Example of configuration of DIAL Core:

"models": {
"chat-gpt-35-turbo": {
"upstreams": [
{
"endpoint": "https://hostname1/openai/deployments/gpt-4-32k-0613/chat/completions",
"tier": 0,
"weight": 3
},
{
"endpoint": "https://hostname2/openai/deployments/gpt-4-32k-0613/chat/completions",
"tier": 0,
"weight": 2
},
{
"endpoint": "https://hostname3/openai/deployments/gpt-4-32k-0613/chat/completions",
"tier": 1,
"weight": 1
},
]
}
}

In this configuration, requests are initially directed to tier 0. Within this tier, requests are distributed among hostname1 and hostname2 with probability proportional to their weights. If tier 0 is unavailable or reaches its capacity limits, the remaining traffic is then routed to tier 1.

Fallbacks

Fallback logic is designed to ensure system resilience and optimize request handling when upstream endpoints fail or become unavailable. It helps prevent repeated retries to the same endpoint and provides a structured approach to redirect requests to alternative endpoints.

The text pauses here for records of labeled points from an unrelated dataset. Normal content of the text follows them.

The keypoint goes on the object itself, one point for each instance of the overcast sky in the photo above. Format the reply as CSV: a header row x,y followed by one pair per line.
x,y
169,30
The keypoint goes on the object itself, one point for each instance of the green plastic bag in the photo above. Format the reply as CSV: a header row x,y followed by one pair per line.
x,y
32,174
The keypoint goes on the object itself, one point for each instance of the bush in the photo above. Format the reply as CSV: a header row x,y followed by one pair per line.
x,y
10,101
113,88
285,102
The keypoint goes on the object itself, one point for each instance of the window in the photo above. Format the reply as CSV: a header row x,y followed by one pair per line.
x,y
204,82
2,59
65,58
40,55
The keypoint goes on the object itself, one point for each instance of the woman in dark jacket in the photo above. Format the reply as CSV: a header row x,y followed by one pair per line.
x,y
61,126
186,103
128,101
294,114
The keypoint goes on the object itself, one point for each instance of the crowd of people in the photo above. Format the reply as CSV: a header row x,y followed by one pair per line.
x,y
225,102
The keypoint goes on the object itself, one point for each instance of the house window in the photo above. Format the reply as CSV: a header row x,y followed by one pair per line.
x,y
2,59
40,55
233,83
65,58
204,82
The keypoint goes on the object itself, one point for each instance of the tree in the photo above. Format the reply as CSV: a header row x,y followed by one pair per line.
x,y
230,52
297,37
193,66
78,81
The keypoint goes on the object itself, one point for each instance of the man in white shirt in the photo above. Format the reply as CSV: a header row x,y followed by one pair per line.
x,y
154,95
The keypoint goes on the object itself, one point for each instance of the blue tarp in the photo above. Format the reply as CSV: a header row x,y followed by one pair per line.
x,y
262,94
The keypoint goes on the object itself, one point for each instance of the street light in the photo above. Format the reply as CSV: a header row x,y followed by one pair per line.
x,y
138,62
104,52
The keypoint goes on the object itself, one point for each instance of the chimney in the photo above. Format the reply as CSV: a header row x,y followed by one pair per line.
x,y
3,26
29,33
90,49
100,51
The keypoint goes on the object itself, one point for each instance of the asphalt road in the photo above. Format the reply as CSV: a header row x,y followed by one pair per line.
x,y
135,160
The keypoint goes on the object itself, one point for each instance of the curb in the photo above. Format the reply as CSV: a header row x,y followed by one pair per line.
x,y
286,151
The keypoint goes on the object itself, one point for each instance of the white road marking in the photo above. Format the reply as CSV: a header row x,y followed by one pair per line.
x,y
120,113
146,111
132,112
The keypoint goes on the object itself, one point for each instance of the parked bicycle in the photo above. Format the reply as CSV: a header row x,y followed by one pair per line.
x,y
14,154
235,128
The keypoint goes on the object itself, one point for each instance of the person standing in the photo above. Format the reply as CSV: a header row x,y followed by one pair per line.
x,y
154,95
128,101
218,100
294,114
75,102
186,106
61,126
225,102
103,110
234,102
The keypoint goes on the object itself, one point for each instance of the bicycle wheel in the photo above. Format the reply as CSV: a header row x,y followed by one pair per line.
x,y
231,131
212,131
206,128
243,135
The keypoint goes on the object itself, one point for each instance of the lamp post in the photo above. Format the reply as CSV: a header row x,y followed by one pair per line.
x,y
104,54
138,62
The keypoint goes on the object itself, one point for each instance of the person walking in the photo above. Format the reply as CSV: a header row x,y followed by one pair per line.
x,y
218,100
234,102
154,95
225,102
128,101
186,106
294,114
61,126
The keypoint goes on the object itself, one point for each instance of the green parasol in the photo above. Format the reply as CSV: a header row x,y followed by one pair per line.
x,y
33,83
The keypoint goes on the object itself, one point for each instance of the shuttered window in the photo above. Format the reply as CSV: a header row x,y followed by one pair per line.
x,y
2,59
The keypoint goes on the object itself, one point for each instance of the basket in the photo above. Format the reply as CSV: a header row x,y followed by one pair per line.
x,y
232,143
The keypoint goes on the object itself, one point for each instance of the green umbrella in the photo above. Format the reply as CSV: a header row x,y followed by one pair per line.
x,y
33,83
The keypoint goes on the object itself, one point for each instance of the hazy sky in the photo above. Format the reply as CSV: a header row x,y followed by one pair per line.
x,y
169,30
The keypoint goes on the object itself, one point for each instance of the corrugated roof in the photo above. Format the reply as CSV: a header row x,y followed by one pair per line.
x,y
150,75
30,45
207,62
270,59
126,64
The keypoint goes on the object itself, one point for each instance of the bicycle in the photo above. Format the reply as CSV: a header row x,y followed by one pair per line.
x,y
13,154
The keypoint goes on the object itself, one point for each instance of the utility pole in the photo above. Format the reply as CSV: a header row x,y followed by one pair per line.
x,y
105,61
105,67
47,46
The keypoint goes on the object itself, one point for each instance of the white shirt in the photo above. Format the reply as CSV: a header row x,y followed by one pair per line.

  • Endpoint Selection: If endpoints in the lower tier become unavailable, the traffic goes to the group of endpoints that have a higher tier.
  • Retry Limitation: To prevent excessive retries to a specific deployment, the maxRetryAttempts parameter can be configured in DIAL Core dynamic settings. The default value is 5 for language models and 1 for applications.
  • Fallback: If all upstream endpoints are unavailable, the fallback algorithm will attempt to send the request to an endpoint that previously returned a 500 (Internal Server Error) or 429 (Too Many Requests) error code. This fallback is conditional and depends on the endpoint meeting predefined criteria, ensuring that even temporarily failing endpoints can be used if necessary.